First let me say, I don't come here often, so if my idea is already used or been discussed please send me a PM about it and lock the thread. Anyhow, I didn't want to have to deal with Mr. Silverman, and I figured people in this forum would have a better idea about this than the regular math folks(mind you I've forgotten everything I've even learned about programming).

But, as to my idea:I'm of the opinion that people are sieving and checking 2^n-1 in their attempt to collect the money(or simply be in the record books). But isn't it true that when it comes to LLR, when you do k*2^n-1, k's from 1 to 31 don't change the time taken much at all? So you would have 31 times as many opportunities for the same amount of work.

Am I missing something?

[axn]

Quote:

Originally Posted by jasong

But, as to my idea:I'm of the opinion that people are sieving and checking 2^n-1 in their attempt to collect the money(or simply be in the record books). But isn't it true that when it comes to LLR, when you do k*2^n-1, k's from 1 to 31 don't change the time taken much at all? So you would have 31 times as many opportunities for the same amount of work.

I don't have any specific benchmarks, but I believe there is a significant speed difference between 2^n-1 and k*2^n-1, even for such small k's. Also k=1,2,4,8 and 16 belong to the 2^n-1 family only

[cheesehead]

Quote:

Originally Posted by jasong

But isn't it true that when it comes to LLR, when you do k*2^n-1, k's from 1 to 31 don't change the time taken much at all?
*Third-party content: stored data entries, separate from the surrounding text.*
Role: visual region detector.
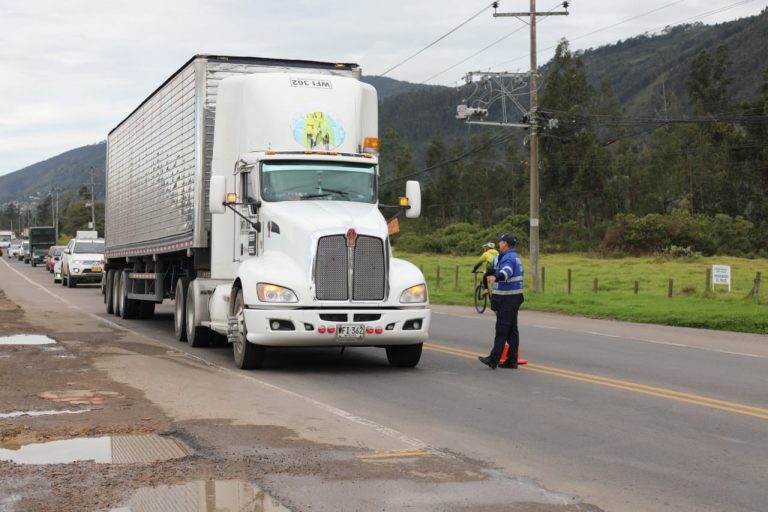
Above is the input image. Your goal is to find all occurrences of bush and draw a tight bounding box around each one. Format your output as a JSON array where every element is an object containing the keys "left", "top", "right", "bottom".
[{"left": 601, "top": 210, "right": 756, "bottom": 256}]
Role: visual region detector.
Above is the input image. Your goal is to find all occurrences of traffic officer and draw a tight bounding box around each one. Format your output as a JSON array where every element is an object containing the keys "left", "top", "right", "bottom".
[{"left": 478, "top": 233, "right": 524, "bottom": 369}]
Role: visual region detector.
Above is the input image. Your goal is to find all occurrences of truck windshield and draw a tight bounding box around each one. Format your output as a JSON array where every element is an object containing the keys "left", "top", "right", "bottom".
[
  {"left": 0, "top": 235, "right": 11, "bottom": 243},
  {"left": 260, "top": 161, "right": 376, "bottom": 203},
  {"left": 74, "top": 241, "right": 105, "bottom": 253}
]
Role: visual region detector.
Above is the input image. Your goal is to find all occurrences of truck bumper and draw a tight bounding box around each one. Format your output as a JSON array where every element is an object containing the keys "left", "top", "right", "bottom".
[{"left": 243, "top": 307, "right": 430, "bottom": 347}]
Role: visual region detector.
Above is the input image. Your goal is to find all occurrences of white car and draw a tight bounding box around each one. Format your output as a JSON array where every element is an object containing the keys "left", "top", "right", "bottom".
[
  {"left": 7, "top": 243, "right": 22, "bottom": 259},
  {"left": 61, "top": 238, "right": 105, "bottom": 288}
]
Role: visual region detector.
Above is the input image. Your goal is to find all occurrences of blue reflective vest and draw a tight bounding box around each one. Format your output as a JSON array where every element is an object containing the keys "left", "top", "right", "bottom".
[{"left": 492, "top": 249, "right": 524, "bottom": 295}]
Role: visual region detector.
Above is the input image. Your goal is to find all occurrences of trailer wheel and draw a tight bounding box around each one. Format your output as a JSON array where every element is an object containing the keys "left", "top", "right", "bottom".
[
  {"left": 105, "top": 270, "right": 115, "bottom": 314},
  {"left": 112, "top": 270, "right": 122, "bottom": 317},
  {"left": 174, "top": 277, "right": 189, "bottom": 341},
  {"left": 232, "top": 289, "right": 265, "bottom": 369},
  {"left": 186, "top": 284, "right": 213, "bottom": 347},
  {"left": 119, "top": 271, "right": 139, "bottom": 319},
  {"left": 385, "top": 343, "right": 423, "bottom": 368}
]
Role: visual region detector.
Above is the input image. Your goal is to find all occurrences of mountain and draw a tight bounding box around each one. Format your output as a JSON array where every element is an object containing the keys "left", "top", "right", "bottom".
[{"left": 0, "top": 142, "right": 106, "bottom": 204}]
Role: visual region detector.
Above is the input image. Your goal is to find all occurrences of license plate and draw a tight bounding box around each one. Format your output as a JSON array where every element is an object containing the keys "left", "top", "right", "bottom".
[
  {"left": 337, "top": 324, "right": 364, "bottom": 340},
  {"left": 91, "top": 266, "right": 102, "bottom": 273}
]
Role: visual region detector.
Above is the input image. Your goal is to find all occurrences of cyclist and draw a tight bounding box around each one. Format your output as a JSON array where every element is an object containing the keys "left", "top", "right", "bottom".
[{"left": 472, "top": 242, "right": 499, "bottom": 297}]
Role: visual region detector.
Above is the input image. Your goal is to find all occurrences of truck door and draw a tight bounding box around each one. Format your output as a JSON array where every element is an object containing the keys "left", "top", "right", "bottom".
[{"left": 234, "top": 164, "right": 260, "bottom": 260}]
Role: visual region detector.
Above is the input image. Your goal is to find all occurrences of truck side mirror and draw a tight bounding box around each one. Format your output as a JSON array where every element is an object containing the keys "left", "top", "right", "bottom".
[
  {"left": 210, "top": 176, "right": 227, "bottom": 214},
  {"left": 404, "top": 181, "right": 421, "bottom": 219}
]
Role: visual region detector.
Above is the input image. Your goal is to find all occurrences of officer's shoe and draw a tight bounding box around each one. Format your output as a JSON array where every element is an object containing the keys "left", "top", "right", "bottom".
[
  {"left": 499, "top": 360, "right": 518, "bottom": 369},
  {"left": 478, "top": 355, "right": 497, "bottom": 369}
]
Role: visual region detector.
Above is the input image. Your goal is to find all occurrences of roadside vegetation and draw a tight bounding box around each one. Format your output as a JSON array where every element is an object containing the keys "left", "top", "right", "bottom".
[{"left": 397, "top": 251, "right": 768, "bottom": 334}]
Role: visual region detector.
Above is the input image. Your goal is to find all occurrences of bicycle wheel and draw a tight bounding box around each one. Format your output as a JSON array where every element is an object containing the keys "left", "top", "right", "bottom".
[{"left": 474, "top": 284, "right": 487, "bottom": 314}]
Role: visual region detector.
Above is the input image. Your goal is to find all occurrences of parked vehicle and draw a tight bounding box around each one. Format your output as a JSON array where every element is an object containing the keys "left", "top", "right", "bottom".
[
  {"left": 45, "top": 245, "right": 66, "bottom": 273},
  {"left": 28, "top": 227, "right": 56, "bottom": 267},
  {"left": 103, "top": 55, "right": 429, "bottom": 370},
  {"left": 61, "top": 237, "right": 105, "bottom": 287},
  {"left": 20, "top": 241, "right": 30, "bottom": 262}
]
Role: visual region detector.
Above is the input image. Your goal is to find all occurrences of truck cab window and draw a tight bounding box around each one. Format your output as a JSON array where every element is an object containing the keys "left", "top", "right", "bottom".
[{"left": 261, "top": 161, "right": 376, "bottom": 203}]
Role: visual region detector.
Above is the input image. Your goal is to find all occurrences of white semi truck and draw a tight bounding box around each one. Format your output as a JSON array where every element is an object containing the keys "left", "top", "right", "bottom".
[{"left": 104, "top": 55, "right": 429, "bottom": 369}]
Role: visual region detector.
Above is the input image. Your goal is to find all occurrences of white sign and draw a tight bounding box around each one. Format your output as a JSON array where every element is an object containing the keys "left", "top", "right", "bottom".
[{"left": 712, "top": 265, "right": 731, "bottom": 291}]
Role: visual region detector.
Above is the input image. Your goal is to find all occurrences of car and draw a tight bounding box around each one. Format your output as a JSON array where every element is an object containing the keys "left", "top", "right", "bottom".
[
  {"left": 20, "top": 241, "right": 30, "bottom": 263},
  {"left": 45, "top": 245, "right": 66, "bottom": 273},
  {"left": 61, "top": 237, "right": 105, "bottom": 288},
  {"left": 53, "top": 259, "right": 63, "bottom": 283},
  {"left": 7, "top": 243, "right": 22, "bottom": 259}
]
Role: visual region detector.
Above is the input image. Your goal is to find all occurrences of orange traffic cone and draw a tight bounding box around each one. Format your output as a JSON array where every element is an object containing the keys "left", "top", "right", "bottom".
[{"left": 500, "top": 343, "right": 528, "bottom": 365}]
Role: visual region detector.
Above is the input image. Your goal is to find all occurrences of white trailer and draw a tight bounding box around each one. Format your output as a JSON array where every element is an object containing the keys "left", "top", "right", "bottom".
[{"left": 104, "top": 55, "right": 429, "bottom": 369}]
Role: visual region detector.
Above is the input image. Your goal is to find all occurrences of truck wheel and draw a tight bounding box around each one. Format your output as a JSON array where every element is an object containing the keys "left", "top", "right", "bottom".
[
  {"left": 232, "top": 289, "right": 265, "bottom": 369},
  {"left": 119, "top": 272, "right": 139, "bottom": 319},
  {"left": 186, "top": 285, "right": 213, "bottom": 347},
  {"left": 105, "top": 271, "right": 115, "bottom": 314},
  {"left": 138, "top": 301, "right": 155, "bottom": 319},
  {"left": 385, "top": 343, "right": 423, "bottom": 368},
  {"left": 174, "top": 277, "right": 189, "bottom": 341},
  {"left": 112, "top": 270, "right": 122, "bottom": 317}
]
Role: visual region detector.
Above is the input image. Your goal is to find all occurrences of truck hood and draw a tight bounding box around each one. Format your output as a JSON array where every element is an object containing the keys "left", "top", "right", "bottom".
[{"left": 264, "top": 201, "right": 386, "bottom": 235}]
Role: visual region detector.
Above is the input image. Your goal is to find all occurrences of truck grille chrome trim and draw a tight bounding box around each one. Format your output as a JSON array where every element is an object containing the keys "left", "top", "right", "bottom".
[{"left": 314, "top": 235, "right": 386, "bottom": 301}]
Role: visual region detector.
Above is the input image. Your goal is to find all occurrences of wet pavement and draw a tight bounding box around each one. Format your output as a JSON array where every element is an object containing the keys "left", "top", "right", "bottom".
[{"left": 0, "top": 434, "right": 190, "bottom": 464}]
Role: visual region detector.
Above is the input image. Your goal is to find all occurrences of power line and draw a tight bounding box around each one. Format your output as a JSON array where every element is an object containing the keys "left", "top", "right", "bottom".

Doesn't "don't change the time" apply to each individual k, rather than to all k collectively? That is, 3*2^n-1 takes the same time as 5*2^n-1, but not the same time as 3*2^n-1 AND 5*2^n-1 together.

Perhaps I'm overlooking something myself, but I think that, in general, sieving on 2^n-1 does not help factor 3*2^n-1 or 5*2^n-1 or any other k*2^n-1 with odd k.

[R.D. Silverman]

Quote:

Originally Posted by cheesehead

Doesn't "don't change the time" apply to each individual k, rather than to all k collectively? That is, 3*2^n-1 takes the same time as 5*2^n-1, but not the same time as 3*2^n-1 AND 5*2^n-1 together.

Perhaps I'm overlooking something myself, but I think that, in general, sieving on 2^n-1 does not help factor 3*2^n-1 or 5*2^n-1 or any other k*2^n-1 with odd k.

You are correct. Processing k*2^n - 1 for small odd k is just slightly slower
than 2^n-1. Reducing a product mod k*2^n-1 requires a single
multiplication of half of the product by k, followed by a subtraction.

But one must check eack k.

[Prime95]

Quote:

Originally Posted by R.D. Silverman

Reducing a product mod k*2^n-1 requires a single multiplication of half of the product by k, followed by a subtraction.

You can even use a DWT. This adds log2(k) bits per double. So for very small k, 2^n-1 and k*2^n-1 often use the same FFT length. That is, at equal speed to an LL test.